En önemli konulardan biridir. Pek çok yeni koşucu, koşu formu konusunu profesyoneller için önemli olan bir konu olarak görür ki; bu tamamen yanlıştır. Koşu formu, her koşucu için çok kritik bir konudur. Pek çok açıdan yeni koşucular için bu konu çok daha önemlidir. Bu konuyu erken öğrenmek sizi etkisiz koşmaktan ve pek çok sakatlanmadan koruyacaktır. Eğer kötü bir koşu formunuz varsa hemen düzeltin. Bu performansınızı hemen yükseltecek ve yaralanmalardan koruyacaktır.

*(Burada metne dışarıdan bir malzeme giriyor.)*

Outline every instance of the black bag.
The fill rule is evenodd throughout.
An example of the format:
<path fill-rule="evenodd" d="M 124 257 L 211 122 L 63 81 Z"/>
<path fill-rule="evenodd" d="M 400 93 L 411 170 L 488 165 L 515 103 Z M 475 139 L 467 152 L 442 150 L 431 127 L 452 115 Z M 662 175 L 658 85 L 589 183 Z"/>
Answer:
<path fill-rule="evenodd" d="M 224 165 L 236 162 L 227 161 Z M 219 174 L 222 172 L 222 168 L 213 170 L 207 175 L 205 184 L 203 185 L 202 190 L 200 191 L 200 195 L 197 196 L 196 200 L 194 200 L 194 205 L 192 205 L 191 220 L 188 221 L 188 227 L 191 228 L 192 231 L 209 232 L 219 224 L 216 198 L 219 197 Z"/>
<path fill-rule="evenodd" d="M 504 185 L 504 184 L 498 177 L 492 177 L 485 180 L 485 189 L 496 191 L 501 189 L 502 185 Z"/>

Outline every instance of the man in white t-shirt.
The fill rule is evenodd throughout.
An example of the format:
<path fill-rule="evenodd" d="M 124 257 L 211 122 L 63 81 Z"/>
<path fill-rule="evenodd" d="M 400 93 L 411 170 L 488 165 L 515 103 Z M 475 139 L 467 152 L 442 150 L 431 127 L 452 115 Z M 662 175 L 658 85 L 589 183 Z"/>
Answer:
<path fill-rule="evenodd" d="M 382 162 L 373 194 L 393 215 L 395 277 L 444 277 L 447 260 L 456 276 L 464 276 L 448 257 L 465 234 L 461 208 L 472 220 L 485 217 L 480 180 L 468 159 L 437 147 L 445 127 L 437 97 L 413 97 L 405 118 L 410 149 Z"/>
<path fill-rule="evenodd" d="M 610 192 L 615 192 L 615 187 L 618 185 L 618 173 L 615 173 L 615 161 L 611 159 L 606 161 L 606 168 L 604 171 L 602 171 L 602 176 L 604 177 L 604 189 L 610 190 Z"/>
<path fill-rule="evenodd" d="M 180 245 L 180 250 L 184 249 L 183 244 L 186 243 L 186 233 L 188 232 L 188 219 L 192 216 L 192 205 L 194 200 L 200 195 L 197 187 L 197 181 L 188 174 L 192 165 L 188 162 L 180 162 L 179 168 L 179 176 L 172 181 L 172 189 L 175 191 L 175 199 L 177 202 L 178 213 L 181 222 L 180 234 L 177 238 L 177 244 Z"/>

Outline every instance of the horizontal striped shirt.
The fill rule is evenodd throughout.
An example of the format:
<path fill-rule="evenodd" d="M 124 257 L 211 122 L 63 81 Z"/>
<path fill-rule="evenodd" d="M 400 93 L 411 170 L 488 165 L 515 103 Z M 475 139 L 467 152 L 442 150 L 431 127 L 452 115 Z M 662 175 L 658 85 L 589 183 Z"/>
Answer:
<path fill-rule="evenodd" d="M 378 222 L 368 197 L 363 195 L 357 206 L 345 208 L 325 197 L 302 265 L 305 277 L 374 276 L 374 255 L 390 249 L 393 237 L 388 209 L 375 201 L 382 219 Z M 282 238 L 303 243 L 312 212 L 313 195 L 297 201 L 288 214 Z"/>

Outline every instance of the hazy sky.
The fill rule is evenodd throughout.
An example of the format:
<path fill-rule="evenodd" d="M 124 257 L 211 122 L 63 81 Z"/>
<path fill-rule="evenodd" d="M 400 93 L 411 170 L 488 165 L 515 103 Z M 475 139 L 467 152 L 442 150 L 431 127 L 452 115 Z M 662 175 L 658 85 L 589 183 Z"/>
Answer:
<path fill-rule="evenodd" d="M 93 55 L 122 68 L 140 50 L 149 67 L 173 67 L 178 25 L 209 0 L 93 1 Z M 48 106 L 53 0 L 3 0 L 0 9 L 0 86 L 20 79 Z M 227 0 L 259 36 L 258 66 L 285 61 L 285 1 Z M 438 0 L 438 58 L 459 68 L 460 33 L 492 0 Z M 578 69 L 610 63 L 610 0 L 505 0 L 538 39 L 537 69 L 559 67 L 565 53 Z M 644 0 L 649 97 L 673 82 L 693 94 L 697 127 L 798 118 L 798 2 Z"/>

Herkesin formu biraz değişkenlik gösterebilir. Dünyaca tanınan koşucularda bile pek çok değişik koşu formu görebilirsiniz. Bazıları hafifçe dizlerini kaldırarak koşarken bazıları dizlerini olabildiğince kaldırıp güçlü tekmeler atarcasına koşarlar. Bazıları hafifçe öne eğilirken bazıları tam dik pozisyonda koşarlar. Pek çok değişik koşu formu olmasına rağmen başarılı koşucularda ortak pek çok element vardır. Doğru koşu formu koşucuların doğuştan edindikleri bir nitelik değildir. Bu öğrenilen bir beceridir. 35 senedir koşan kişiler bile sürekli formlarında düzeltmeler yapmaktadırlar. Koşu mekanikleri oldukça karmaşık konular olup ileri seviye koşucular olmaya başladıkça daha da kritik olmaktadır.

Ayak teması:


En kritik konulardan biri koşarken ayağınızın ilk neresinin zeminle temas ettiğidir. Ya ilk parmaklarınız, ya parmak dibi, ya ortası ya da topuğunuz temas edecektir. Pek çok koşucu vücudunun önüne ayağını uzatarak ilk topuğunun yer ile temasına neden olmaktadırlar. Bu çeşit bir koşu çok verimsiz olup uzun bir sakatlanma listesine neden olabilir. Topuğunuzun üzerine indiğiniz zaman bacağınız vücudunuzun önünde gergin ve düz bir durumdadır. Gergin bacak ve kuvvetli topuk teması kombinasyonu topuğunuzdan dizinize ve kalçanıza ilerleyen şiddetli etki uygulamaktadır. Dengesiz kuvvetler diz, bilek ve kalçanızda acı ve sakatlanmaya neden olur.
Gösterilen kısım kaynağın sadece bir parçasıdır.